A key part of reform was to be a law on alternative service, to breathe life into the right of conscientious objection stipulated in Russia's 1993 Constitution. But the law, passed by the Duma in July, has appalled human rights workers with its harshness: An applicant must prove his pacifist credentials before a military tribunal, then accept three years' service (instead of two), living in regular barracks under the command of the same officers. "Those on alternative service will live in identical conditions to other conscripts, for a longer period of time, and their only privilege will be not to bear arms," says Vladimir Urban, a military expert with the liberal Novye Izvestiya newspaper. "It just looks like a punishment prescribed for those who don't want to serve."

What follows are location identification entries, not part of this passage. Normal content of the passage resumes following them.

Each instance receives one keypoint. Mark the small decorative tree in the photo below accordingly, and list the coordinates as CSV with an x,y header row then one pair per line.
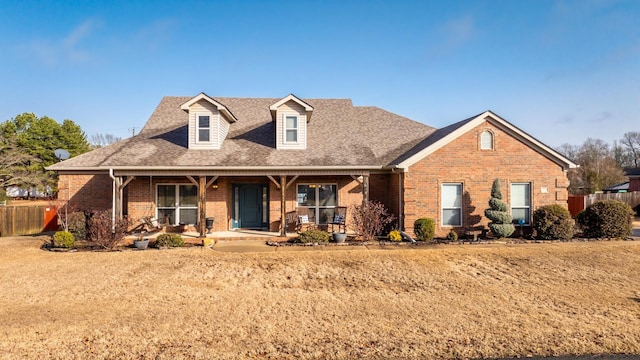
x,y
498,213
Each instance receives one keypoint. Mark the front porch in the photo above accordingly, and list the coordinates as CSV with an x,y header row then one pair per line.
x,y
238,203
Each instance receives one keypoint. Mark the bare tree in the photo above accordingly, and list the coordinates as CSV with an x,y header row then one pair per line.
x,y
631,144
598,167
14,164
100,140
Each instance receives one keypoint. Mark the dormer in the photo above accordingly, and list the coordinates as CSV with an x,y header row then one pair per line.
x,y
291,116
209,122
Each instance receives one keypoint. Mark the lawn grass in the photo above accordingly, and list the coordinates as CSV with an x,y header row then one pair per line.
x,y
442,302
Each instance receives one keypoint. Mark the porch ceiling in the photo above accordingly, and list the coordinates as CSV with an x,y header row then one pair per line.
x,y
194,172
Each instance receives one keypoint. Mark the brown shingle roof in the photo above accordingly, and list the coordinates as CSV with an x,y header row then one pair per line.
x,y
339,134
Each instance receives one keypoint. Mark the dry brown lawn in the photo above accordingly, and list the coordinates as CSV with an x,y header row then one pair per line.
x,y
453,301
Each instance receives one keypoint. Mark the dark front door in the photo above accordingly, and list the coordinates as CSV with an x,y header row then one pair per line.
x,y
251,206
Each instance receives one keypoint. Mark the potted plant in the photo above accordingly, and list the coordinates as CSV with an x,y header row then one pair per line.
x,y
141,243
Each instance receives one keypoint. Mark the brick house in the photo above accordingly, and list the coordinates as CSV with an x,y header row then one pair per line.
x,y
248,161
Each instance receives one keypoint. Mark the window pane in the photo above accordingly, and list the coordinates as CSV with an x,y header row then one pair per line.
x,y
203,135
203,121
188,195
328,195
326,215
520,195
520,213
166,195
292,135
306,195
486,140
312,214
166,216
451,217
451,195
188,216
291,122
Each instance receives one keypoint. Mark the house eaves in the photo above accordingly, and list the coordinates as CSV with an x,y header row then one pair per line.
x,y
221,107
444,137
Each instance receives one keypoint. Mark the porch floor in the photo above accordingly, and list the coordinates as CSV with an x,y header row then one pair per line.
x,y
239,234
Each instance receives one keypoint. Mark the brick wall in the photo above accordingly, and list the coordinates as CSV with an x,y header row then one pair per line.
x,y
462,161
91,192
634,184
86,192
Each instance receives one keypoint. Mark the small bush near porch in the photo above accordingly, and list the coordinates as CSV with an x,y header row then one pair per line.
x,y
449,302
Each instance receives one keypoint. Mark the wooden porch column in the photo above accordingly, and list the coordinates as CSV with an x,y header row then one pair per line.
x,y
202,206
283,206
118,198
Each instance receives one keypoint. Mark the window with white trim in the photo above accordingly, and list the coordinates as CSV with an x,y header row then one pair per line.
x,y
290,129
320,199
521,202
486,140
177,203
204,128
452,204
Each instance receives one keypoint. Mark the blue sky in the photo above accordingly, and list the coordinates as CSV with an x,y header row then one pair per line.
x,y
561,70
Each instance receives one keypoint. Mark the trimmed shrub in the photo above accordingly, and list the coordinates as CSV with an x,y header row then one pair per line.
x,y
425,229
553,222
498,213
169,240
370,219
395,235
606,219
77,223
63,239
103,232
313,236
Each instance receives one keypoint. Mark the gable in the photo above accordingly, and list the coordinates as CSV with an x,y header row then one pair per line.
x,y
209,122
340,136
291,116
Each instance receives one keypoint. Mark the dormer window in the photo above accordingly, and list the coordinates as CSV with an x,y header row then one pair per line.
x,y
209,122
204,128
291,128
291,117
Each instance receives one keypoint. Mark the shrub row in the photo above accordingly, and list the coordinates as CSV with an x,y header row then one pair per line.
x,y
169,240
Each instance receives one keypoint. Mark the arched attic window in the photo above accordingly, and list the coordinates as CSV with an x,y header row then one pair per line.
x,y
486,140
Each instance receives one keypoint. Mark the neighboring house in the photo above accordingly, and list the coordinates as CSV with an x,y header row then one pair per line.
x,y
634,179
618,188
248,161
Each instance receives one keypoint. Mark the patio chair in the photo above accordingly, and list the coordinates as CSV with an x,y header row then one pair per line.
x,y
339,219
150,223
291,221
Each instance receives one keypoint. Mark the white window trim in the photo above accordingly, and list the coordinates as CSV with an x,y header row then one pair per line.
x,y
317,207
177,207
442,208
285,128
492,146
198,128
528,208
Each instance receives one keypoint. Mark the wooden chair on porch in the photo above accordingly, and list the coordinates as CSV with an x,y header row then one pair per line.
x,y
339,219
291,221
304,223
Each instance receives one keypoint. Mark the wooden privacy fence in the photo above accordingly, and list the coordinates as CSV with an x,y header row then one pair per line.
x,y
27,220
580,202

Russian officials have at least been forced to acknowledge the increasing desertions. On Sept. 9, 54 young soldiers walked away from an Army firing range near Volgograd, and marched to Mother's Right, a local human rights group, to complain they had been systematically brutalized by their officers. The episode led Defense Minister Sergei Ivanov to threaten commanders with "serious penalties" when their conscripts run away. "This sort of thing happens because officers don't work properly with people," Mr. Ivanov fumed in a Sept. 12 speech to the Duma.
Experts say Mr. Putin's overhaul is stalled, at least for now. "Real military reform would require a lot of concentrated political will to carry out," says Igor Bunin, head of the Center for Political Technologies, an independent think tank. "At least until the coming round of parliamentary and presidential elections [December 2003 and March 2004], I'm afraid there is very little hope for this."